Martingale Solutions of Fractional Stochastic Reaction-Diffusion Equations Driven by Superlinear Noise

TL;DR

This paper establishes the existence of martingale solutions for a class of fractional stochastic reaction-diffusion equations with superlinear noise, using advanced mathematical techniques to handle non-Lipschitz nonlinearities.

Contribution

It introduces a novel approach to prove existence of solutions for fractional stochastic PDEs with superlinear growth and non-Lipschitz coefficients, expanding the theoretical framework.

Findings

Existence of martingale solutions for fractional stochastic reaction-diffusion equations.

Application of pseudo-monotonicity and Skorokhod-Jakubowski theorems in this context.

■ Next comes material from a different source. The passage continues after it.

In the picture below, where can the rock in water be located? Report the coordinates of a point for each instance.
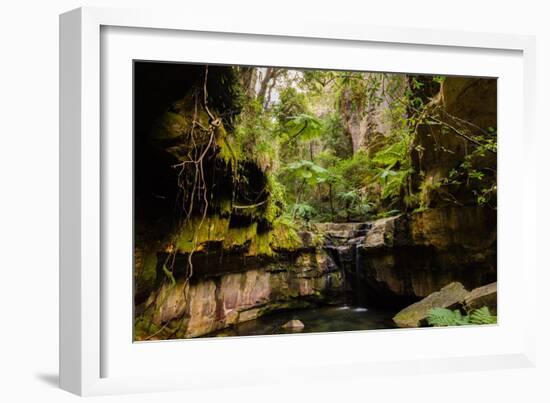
(449, 296)
(482, 296)
(294, 324)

Handling of superlinear noise without local Lipschitz conditions.

Abstract

In this paper, we prove the existence of martingale solutions of a class of stochastic equations with pseudo-monotone drift of polynomial growth of arbitrary order and a continuous diffusion term with superlinear growth. Both the nonlinear drift and diffusion terms are not required to be locally Lipschitz continuous. We then apply the abstract result to establish the existence of martingale solutions of the fractional stochastic reaction-diffusion equation with polynomial drift driven by a superlinear noise. The pseudo-monotonicity techniques and the Skorokhod-Jakubowski representation theorem in a topological space are used to pass to the limit of a sequence of approximate solutions defined by the Galerkin method.